Catatan untuk warga New elmarg

Kenangan Ketika Walimahtul Ursy, Putra duktur di Medan Tahrir  

“Jenazah gopnyan jino ka trok u rumoh…darah mantong meu jein-jein bak rinyeun”. (Fb : IjubKhan Tripa)

Foto setelah khutbah
Ied tahun lalu 
Menit pertama setelah diberitahukan bahwa duktur (panggilan kami terhadap ayahanda Dr. Abdurrahman Uwais) telah berpulang ke rahmatullah, yang kurasakan adalah laju bumi ini sedikit melambat. Dan rongga dada seperti disesaki raungan dan auman kesedihan.

Bola mata seperti akan basah, namun tetap harus kutahan. Teman-teman disampingku tau kalau berita ini sangat membuatku terpukul. Mereka tidak banyak bertanya, hanya mendengarkan kalimat perkalimat saja. Setelah itu kami kembali terdiam.

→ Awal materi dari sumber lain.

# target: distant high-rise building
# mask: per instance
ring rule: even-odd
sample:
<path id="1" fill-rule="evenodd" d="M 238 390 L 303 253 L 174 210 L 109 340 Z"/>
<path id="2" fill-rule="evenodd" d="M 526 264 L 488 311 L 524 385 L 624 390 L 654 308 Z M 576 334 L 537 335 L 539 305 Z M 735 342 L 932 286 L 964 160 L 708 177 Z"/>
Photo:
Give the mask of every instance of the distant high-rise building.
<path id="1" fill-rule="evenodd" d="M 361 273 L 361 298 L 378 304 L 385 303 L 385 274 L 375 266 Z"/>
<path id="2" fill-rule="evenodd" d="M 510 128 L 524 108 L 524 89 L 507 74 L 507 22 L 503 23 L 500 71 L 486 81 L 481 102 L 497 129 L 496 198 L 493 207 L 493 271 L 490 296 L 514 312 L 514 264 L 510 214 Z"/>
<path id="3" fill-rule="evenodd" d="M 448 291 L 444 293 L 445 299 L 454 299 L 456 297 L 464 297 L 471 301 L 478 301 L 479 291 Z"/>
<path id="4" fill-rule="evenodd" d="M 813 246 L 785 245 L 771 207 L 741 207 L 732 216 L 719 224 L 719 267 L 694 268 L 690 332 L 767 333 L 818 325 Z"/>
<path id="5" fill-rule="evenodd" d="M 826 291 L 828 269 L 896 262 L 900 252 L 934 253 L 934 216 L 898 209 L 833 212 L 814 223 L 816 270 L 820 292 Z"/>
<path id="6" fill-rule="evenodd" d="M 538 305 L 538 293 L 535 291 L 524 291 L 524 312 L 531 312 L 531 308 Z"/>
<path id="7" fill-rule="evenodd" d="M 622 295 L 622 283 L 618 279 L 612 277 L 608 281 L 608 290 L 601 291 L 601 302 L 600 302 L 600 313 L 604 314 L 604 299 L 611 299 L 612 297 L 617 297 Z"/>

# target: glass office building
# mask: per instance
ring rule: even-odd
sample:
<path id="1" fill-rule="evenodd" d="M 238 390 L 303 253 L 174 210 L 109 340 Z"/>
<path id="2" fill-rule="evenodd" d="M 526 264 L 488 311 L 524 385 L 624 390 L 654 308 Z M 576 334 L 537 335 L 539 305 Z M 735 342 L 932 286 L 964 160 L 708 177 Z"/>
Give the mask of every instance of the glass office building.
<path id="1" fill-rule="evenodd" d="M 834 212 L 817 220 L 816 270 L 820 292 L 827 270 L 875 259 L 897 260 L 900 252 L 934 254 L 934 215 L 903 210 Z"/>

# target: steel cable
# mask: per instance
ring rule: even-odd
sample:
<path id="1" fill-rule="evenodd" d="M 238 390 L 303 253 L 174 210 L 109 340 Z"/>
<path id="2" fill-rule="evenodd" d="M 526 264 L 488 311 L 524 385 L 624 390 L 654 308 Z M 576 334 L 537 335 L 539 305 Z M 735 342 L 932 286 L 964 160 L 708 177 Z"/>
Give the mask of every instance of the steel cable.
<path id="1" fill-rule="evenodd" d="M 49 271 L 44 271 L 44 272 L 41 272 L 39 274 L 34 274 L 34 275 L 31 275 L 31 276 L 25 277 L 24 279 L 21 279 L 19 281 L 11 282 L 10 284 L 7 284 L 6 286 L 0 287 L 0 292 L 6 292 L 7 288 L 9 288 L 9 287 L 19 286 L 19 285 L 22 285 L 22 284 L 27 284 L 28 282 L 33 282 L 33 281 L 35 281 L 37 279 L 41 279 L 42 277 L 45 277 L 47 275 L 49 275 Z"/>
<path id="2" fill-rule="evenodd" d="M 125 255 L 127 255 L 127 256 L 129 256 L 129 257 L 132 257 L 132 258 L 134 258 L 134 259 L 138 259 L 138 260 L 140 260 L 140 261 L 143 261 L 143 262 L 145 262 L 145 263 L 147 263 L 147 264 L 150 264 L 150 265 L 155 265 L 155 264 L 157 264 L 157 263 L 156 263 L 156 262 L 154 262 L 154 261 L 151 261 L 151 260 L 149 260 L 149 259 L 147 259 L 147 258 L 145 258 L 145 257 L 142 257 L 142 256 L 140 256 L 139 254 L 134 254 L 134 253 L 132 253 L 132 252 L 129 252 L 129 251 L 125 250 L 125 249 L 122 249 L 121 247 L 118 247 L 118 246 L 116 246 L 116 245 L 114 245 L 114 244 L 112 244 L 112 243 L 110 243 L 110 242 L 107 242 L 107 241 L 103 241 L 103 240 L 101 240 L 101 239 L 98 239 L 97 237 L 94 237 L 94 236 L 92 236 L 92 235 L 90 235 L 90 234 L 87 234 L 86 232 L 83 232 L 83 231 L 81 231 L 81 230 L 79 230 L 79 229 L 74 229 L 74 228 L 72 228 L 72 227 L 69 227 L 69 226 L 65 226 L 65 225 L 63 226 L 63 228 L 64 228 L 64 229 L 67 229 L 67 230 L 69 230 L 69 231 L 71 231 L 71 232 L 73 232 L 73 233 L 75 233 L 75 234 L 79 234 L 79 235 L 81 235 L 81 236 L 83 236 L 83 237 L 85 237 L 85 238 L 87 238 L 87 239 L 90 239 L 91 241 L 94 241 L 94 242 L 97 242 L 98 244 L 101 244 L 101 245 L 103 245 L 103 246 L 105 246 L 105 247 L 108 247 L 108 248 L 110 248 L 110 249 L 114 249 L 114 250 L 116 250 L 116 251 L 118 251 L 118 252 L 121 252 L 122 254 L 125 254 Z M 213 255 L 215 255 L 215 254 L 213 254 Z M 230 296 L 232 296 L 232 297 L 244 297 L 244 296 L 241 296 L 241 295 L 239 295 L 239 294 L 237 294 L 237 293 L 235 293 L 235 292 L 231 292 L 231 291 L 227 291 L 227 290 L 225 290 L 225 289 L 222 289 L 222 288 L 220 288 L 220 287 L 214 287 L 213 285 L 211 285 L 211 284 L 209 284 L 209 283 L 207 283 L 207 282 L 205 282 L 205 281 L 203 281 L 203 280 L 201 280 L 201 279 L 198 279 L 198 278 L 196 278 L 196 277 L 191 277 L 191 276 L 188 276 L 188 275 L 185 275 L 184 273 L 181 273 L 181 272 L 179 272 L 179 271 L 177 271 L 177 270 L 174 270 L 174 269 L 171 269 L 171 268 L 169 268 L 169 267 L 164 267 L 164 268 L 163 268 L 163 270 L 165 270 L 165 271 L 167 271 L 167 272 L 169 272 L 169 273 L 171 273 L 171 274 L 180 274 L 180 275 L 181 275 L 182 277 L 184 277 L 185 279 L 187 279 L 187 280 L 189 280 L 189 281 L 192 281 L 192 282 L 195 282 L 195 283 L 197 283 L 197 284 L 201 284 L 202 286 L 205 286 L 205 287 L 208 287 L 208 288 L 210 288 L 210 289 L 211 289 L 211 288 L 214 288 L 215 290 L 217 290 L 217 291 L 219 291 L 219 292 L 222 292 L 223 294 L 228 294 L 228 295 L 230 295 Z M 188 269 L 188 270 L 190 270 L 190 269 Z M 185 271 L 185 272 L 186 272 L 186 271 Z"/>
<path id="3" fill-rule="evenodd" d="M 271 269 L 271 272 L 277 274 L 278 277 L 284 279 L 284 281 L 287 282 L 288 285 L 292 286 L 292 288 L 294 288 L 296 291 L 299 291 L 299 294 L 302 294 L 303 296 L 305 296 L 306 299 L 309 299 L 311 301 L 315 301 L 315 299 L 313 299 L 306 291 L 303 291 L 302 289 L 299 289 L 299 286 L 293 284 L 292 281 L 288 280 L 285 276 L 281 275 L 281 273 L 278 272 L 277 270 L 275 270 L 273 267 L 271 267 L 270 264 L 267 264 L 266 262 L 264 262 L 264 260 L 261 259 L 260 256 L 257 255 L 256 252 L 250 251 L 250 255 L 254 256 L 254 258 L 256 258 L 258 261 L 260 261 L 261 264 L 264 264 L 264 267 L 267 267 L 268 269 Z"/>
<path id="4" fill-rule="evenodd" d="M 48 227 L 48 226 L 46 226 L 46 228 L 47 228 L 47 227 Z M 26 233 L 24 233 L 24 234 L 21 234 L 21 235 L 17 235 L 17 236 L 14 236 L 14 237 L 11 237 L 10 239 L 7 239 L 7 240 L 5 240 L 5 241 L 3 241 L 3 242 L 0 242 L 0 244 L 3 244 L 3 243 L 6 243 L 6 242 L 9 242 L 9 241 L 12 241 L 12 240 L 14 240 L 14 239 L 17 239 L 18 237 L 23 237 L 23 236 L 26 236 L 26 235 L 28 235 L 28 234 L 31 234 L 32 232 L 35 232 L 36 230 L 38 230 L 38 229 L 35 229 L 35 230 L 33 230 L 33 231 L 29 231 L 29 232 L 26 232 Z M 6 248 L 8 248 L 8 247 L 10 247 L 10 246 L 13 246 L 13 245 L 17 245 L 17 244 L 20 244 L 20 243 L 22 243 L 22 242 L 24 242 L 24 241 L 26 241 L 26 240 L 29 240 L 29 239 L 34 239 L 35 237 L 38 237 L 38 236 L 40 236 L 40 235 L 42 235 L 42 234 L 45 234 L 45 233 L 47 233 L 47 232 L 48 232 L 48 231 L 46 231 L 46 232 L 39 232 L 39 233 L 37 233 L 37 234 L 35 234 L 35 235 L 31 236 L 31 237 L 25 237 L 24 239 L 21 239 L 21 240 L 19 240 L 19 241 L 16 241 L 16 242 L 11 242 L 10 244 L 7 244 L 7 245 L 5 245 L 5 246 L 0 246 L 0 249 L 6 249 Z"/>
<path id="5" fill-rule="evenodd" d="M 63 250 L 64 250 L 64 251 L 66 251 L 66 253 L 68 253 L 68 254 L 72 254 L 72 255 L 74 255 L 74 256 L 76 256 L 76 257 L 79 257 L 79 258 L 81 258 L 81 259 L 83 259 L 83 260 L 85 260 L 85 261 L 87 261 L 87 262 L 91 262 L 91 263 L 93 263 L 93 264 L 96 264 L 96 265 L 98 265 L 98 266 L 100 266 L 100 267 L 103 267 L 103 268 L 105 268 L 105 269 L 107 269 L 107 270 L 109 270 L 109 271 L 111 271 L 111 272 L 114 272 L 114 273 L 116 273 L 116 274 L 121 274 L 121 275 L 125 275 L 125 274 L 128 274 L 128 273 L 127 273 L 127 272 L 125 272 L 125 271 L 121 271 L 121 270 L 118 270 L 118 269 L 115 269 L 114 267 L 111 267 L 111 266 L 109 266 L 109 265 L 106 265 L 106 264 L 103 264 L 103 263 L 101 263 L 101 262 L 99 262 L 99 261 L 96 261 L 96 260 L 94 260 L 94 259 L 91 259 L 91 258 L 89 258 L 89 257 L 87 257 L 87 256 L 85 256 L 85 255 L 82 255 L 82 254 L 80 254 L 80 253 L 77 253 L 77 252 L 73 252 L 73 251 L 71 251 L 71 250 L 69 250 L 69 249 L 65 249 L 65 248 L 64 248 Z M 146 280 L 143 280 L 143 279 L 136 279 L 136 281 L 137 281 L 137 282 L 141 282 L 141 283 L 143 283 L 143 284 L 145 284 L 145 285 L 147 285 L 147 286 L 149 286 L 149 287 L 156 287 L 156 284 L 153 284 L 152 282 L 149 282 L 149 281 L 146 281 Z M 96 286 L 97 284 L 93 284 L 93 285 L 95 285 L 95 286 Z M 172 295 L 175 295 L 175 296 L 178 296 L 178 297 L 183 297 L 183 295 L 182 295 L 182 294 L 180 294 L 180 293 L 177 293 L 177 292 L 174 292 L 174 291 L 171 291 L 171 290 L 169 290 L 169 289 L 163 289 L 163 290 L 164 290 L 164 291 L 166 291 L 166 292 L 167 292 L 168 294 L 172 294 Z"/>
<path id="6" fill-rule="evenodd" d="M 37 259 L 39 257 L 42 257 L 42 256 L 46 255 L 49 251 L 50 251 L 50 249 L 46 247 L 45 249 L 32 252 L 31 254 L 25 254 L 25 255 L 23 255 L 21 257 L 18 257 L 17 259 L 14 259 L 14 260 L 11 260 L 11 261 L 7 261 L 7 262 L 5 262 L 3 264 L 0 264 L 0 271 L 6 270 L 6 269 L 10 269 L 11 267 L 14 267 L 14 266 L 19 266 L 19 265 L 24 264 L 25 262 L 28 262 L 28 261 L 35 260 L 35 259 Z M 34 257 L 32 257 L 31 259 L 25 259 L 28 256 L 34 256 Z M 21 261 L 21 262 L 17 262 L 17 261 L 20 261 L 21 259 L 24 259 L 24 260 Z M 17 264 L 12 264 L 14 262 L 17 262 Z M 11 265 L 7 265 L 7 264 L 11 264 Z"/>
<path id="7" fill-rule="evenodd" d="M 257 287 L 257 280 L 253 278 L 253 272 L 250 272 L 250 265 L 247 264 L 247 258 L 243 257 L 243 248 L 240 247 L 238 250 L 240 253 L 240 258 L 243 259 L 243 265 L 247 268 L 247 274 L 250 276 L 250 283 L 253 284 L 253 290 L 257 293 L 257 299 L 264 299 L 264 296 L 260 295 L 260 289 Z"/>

Sesaat aku tersenyum, beristhigfar dalam hati ,mencoba agar rasa sesak sedikit demi sedikit hilang. “beliau pantas mendapatkannya, beliau pantas mendapat pahala syahid, menuju pangkuan ilahi rabbi”.

Ayah rohani

Beliau itu, ayah rohani kami. Ayah yang selalu mengisi hati dengan mutiara suci, mengasah lidah kami dengan zikir dan menutup mulut kami dikala dunia dan seisinya saling menghujat serta mengkafirkan. Jikalau ada yang bertanya kepadaku kenapa penghuni rumah kami sangat berhati-hati menulis tetang konflik mesir, sepi hujatan-hujatan keji dan pengkafiran adalah karena beliau selalu menasehati kami untuk menjaga lidah dari keburukan dunia akhirat.

Beliau itu ahli ibadah, hafiz dan alhi tafsir. Bacaan disetiap shalat fardhu satu rubu dan setiap tarawih atau witir satu juz dengan bacaan beliau pun sangat lambat demi menjaga tajwid dan harakah agar tidak salah. Sangat sedikit jamaah di mesjid kami, hanya beberapa orang saja yang menjadi jamaah wajib.
Almarhum sangat zuhud, sederhana dan bersahaja. Aku tidak pernah meilihat beliau berpergian dengan mobil pribadi. Sepertinya beliau tidak punya mobil. Yang terparkir didepan rumah hanya mobil tetangga yang menyewa flat beliau. Berpergian untuk mengajar di Universitas Al-Azhar saja beliau tempuh dengan Metro (kereta api listrik). Tidak ada bedanya dengan kami yang mahasiswa.

Aku hidup bersamanya dalam tiga huru-hara, mulai dari masa Mubarak, Dr. Mursi dan As-Sisi. Namun yang kurasa adalah sikap dan kepribadian “mengajak kepada kebaikan mencegah dari perbuatan keji dan mungkar” beliau tetap tidak selangkahpun goyah. Beliau itu sudah berkali-kali keluar masuk penjara, namun Allah Swt. Selalu menyelamatkannya hingga ajal menjemput menemui rabb-Nya kemarin di medan rab’ah.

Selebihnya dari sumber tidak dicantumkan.